Speaking at an event at the Boston University Questrom School of Business, Miran made the case that conventional economic wisdom has gotten this wrong. The standard view among economists is straightforward—tariffs raise prices, American consumers pay those higher prices, end of story. But Miran isn't buying it.
His argument hinges on how we account for these costs. When data shows a U.S. entity absorbing tariff burdens, Miran says calling that an American cost is "entirely inappropriate" if that entity is actually just the U.S. subsidiary of a foreign company. In other words, the accounting makes it look like Americans are paying, but the economic reality might be more complicated.
Miran also noted that he believes many experts have gradually come around to his perspective, recognizing that tariff impacts on the broader economy have been "quite muted."
The Other Side of the Argument
Not everyone shares Miran's optimism about tariff impacts. Just last week, Amazon.com (AMZN) CEO Andy Jassy warned that shoppers were already seeing President Donald Trump's tariffs reflected in the e-retailer's prices.

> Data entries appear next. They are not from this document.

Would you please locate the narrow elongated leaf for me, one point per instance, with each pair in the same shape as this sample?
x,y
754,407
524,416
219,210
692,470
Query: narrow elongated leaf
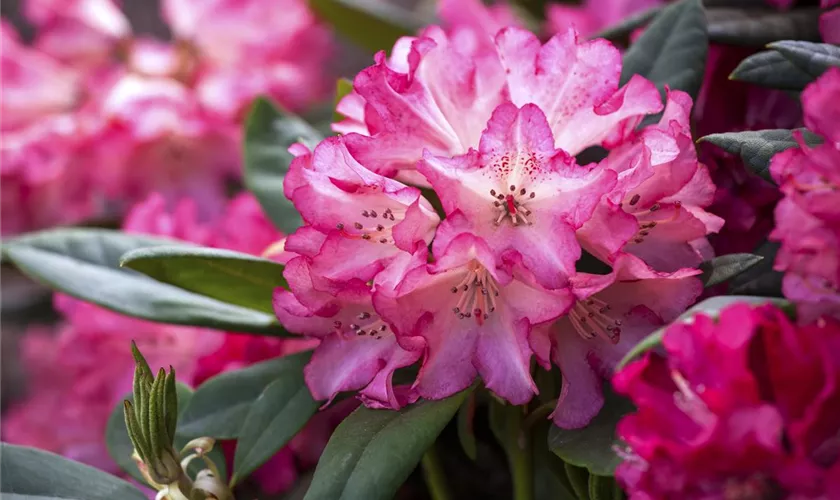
x,y
592,447
726,267
120,448
220,405
372,452
280,411
757,148
812,58
232,277
268,135
771,69
84,263
30,474
371,24
758,27
672,51
709,307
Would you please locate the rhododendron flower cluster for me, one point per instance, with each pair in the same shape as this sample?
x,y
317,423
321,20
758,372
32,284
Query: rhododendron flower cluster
x,y
807,218
95,118
79,373
491,124
745,407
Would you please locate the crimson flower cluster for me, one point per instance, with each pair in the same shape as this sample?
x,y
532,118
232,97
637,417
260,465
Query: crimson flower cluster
x,y
489,121
745,407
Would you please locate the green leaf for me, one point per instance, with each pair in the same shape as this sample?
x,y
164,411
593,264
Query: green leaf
x,y
579,479
280,411
628,25
771,69
220,405
232,277
726,267
604,488
672,51
758,27
372,24
466,433
342,88
372,452
812,58
757,148
592,447
710,307
84,263
268,135
120,448
31,474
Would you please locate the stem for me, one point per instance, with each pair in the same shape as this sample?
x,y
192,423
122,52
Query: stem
x,y
521,465
434,475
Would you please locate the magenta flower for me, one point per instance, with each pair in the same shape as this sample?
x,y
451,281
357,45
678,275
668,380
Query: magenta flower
x,y
742,408
470,316
357,220
807,218
611,315
520,193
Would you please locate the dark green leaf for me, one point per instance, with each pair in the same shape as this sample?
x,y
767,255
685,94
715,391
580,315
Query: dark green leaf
x,y
372,24
342,87
771,69
466,433
372,452
592,447
757,148
628,25
758,27
604,488
726,267
579,479
30,474
120,449
268,135
761,280
710,307
232,277
220,405
672,51
274,418
812,58
84,263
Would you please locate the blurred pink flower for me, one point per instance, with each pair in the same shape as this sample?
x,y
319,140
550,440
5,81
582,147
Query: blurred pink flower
x,y
742,407
808,217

The Yale Budget Lab went further in January, estimating that these taxes cost the typical American household around $1,400 annually.
Economist Paul Krugman argued earlier this month that tariffs had pushed U.S. inflation up by exactly 0.8 percentage points. Even Trump himself acknowledged last month that consumers "might be paying something" because of his tariffs, though he maintained the overall economic impact was positive.
Federal Reserve Chair Jerome Powell has taken a middle position on this. In January, he characterized tariffs as likely producing a "one-time" price increase rather than ongoing inflation. Powell suggested that tariff effects on goods prices would peak and then decline, assuming no major new tariff increases emerge—something he expects to play out over the course of this year.
The disagreement isn't just academic. How tariffs actually affect the economy determines whether they're a useful policy tool or an expensive mistake. Miran's perspective offers a counternarrative to the prevailing view, but the real-world price increases that retailers and consumers are reporting suggest the debate is far from settled.